Confetti should have rained from the ceiling after the phone rang—innocuously, twice. Instead, my father gasped and greeted his caller. Brian began a clearly rehearsed monologue about the fundraising challenge and its triumph, then offered to answer a question, if my father had one—and his rapid, monotone delivery suggested that this hard-won chat was rapidly concluding. Which, to my father, was no deterrent— his unstoppable charisma, muted by his brain tumor, had returned. In seconds, he shifted the conversation fluidly into his work as a public schoolteacher with disadvantaged children who had been displaced much like those affected by Katrina. With no objective, he chattered on amiably as Brian listened mutely—God, I wish I’d heard that nervy monologue. And then Brian cleared his throat and they just . . . talked. Casually, openly, for half an hour.

My father later recalled that Brian’s most striking aspect was his childlike enthusiasm, comparable to that of his students. It was in that tone that Brian held his receiver away from his mouth, eagerly asking his wife if he could hear my father’s music (“Can I listen to it? Can I?”). Melinda took the phone and warmly provided a mailing address, breaking staunch policy.

After a few more minutes, they said farewell—and my father hung up and vaulted around our small house, howling with disbelieving joy.

He and I stayed on the line for hours that evening. I shut my eyes and basked in the tone of his voice—a euphoria I had not heard in years.

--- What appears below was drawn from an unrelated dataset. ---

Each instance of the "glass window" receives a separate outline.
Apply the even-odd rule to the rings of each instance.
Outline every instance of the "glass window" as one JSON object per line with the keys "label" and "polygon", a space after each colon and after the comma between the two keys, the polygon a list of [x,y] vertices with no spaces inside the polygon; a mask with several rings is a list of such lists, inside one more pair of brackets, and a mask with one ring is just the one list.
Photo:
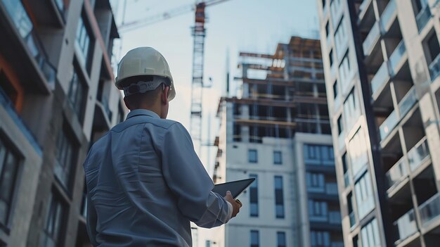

I cannot imagine my father today without the resonance of this encounter. I still see it daily; my mother and I agree that it was the moment that caused a seismic shift in his outlook—not because anything changed spectacularly in his life (my father did send Brian his music, though there’s no way of knowing if he ever heard it), but because he seems genuinely at peace. He is no longer haunted by his unreached musical goals; he distills his love into charitable musical work. I don’t believe he could have reached that realization without Wilson’s kind outreach; he needed to be inspired again, by someone who truly understood the perils of artistry, to continue living bravely in uncertainty, as he had before.

Rock fans revere Wilson, but they also must confront him individually, because he once surrendered wholly to his creativity and exposed the terrifying prospect of being ruined by it. He wrote some of the most beautiful music in history, and suffered personally in its pursuit—and he still fights those mental battles daily. And he took time to direct my father from a similar path.

I clutch the phone. I tell Brian Wilson
much of this, breathlessly. He seems startled yet gracious. And when I tell him that I have his gorgeous song—my father’s favorite, and my own, too—branded on my body, a mark as indelible as his actions, he sounds the happiest he will in our entire interview. “All right!” he says. Which it is, and in one day, what he made it all.

Brian Wilson plays the Wellmont Theatre on June 9 and Highline Ballroom June 11 through 13

Q: You told the Evening Standard earlier this month that you may retire from touring next year. Are you still considering that?

Yeah, I probably will, yeah. I dunno, I’m just getting older. If it feels good, I’ll probably keep going for another two or three years.

Do you have a relationship with the other members right now?

No, I don’t. Not really, no. I’m not really interested in them.

So you don’t have plans to reunite [the band] for the 50th anniversary?

Right. No.

How do the original studio sessions of Smile (coming out this year) differ from the Smile album you recorded in 2004?

They’re not quite as good. They’re just little bits, fragments, shorter pieces, 20-second pieces and 30-second pieces.

What song in your career left you feeling most satisfied after you had written it?
“God Only Knows.” It’s just a good love song. I like it.